Run your tests
"Oh yeah, we have lots of tests! I'm not sure if they work, though."So you’re a responsible little developer who likes to see good test coverage, so you have some confidence that your changes haven’t had unexpected ripple effects. And you’ve just joined a new project.
You’re delighted to see that there are hundreds of tests in the project.
But then…
You try to run the test suite.
Half of the tests don’t even compile.
A good portion of the other half fail for various reasons.
Sound familiar?
I’ve seen this on countless projects.
“Oh yeah, we have lots of tests! I’m not sure if they work, though.”
What causes this?
Well, it’s pretty simple, in my experience. If you don’t run your tests for every change, and before merging, you’ll end up with a broken test suite.

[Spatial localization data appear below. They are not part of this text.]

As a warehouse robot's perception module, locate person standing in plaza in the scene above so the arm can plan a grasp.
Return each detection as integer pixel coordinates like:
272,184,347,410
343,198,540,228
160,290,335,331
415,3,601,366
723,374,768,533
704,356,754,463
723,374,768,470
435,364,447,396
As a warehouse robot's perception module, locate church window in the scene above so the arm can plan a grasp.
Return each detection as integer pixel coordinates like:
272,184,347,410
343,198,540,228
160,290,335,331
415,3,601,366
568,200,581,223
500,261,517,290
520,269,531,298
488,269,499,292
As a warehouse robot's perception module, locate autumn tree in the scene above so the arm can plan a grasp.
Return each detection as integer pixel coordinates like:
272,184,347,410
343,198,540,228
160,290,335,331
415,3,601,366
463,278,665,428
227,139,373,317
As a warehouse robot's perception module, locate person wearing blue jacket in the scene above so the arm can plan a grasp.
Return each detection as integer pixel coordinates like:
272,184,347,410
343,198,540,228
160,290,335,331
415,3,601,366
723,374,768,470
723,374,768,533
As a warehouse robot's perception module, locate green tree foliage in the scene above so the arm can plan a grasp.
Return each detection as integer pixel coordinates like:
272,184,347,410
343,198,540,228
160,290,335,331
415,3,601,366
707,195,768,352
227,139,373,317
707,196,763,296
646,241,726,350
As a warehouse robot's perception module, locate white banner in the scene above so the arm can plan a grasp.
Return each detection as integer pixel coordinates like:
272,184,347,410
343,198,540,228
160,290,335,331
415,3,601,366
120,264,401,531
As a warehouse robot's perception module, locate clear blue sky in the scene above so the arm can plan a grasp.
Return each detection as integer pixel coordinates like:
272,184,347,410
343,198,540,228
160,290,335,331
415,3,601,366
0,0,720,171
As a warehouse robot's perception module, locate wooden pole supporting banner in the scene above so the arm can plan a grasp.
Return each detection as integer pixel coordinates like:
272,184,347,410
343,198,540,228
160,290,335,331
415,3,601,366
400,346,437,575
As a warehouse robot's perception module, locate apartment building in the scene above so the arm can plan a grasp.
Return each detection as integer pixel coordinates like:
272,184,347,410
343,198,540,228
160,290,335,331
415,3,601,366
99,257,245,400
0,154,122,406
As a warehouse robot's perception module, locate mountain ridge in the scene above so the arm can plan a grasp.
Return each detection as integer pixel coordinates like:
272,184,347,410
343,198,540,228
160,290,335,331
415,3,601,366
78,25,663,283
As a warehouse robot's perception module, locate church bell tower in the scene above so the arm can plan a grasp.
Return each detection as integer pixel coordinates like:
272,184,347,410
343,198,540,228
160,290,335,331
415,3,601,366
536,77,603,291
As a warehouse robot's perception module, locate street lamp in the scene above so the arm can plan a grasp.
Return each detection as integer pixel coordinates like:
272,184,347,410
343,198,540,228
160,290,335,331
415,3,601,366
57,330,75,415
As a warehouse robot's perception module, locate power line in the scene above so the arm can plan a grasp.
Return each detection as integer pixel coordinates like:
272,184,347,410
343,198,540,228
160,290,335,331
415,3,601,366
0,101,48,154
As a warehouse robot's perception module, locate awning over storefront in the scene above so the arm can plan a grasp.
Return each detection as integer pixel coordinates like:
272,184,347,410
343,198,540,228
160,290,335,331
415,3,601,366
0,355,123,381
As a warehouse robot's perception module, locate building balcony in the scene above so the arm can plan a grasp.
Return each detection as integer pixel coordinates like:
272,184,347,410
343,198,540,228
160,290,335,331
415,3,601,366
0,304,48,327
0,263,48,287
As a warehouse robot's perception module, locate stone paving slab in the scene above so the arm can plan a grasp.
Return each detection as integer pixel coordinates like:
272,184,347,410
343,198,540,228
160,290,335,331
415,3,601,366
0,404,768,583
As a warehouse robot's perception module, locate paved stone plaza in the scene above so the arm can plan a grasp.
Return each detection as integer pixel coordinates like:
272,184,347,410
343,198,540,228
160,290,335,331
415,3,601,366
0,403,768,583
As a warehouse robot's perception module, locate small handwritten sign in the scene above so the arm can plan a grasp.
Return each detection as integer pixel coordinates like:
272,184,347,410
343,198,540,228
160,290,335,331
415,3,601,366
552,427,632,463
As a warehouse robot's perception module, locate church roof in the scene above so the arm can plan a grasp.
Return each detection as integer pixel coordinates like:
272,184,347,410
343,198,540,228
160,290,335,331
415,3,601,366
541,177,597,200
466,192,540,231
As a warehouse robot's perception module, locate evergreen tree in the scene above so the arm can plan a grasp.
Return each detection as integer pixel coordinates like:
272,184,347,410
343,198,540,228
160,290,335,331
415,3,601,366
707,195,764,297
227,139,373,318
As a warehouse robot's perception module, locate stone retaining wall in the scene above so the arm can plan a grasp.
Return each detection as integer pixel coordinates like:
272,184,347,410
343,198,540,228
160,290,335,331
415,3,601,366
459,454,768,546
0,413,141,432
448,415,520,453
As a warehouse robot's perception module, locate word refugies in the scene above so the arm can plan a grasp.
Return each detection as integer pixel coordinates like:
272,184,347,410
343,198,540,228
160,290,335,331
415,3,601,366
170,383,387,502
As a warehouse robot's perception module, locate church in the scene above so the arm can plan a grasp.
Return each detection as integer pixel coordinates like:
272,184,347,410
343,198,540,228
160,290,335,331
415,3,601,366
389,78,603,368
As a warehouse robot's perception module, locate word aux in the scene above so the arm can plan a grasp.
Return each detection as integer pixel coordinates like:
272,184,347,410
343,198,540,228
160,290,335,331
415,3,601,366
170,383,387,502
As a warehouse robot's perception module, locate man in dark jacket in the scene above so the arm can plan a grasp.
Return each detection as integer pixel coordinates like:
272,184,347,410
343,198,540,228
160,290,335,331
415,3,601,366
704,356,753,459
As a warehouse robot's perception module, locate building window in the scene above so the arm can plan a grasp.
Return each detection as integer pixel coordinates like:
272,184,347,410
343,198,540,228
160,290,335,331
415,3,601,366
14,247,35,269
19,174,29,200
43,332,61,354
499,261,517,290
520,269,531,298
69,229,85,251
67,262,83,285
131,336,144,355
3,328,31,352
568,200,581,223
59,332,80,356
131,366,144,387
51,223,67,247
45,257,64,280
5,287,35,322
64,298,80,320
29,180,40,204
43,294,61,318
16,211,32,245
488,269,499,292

What’s so sad about this is that running tests automatically for every change is fall off a log easy.
It’s usually just a few clicks, if you’re using modern tools like GitHub Actions. And if you have more custom needs, it’s still usually just a few hours of work at most to solve this problem permanently.
Yet many teams seem to behave as if setting up an automatic test runner is some sort of super power that only certain people are capable of accomplishing.
Does your project have tests? Do they run for every change? If not, what’s stopping you (yes, YOU) from fixing that today?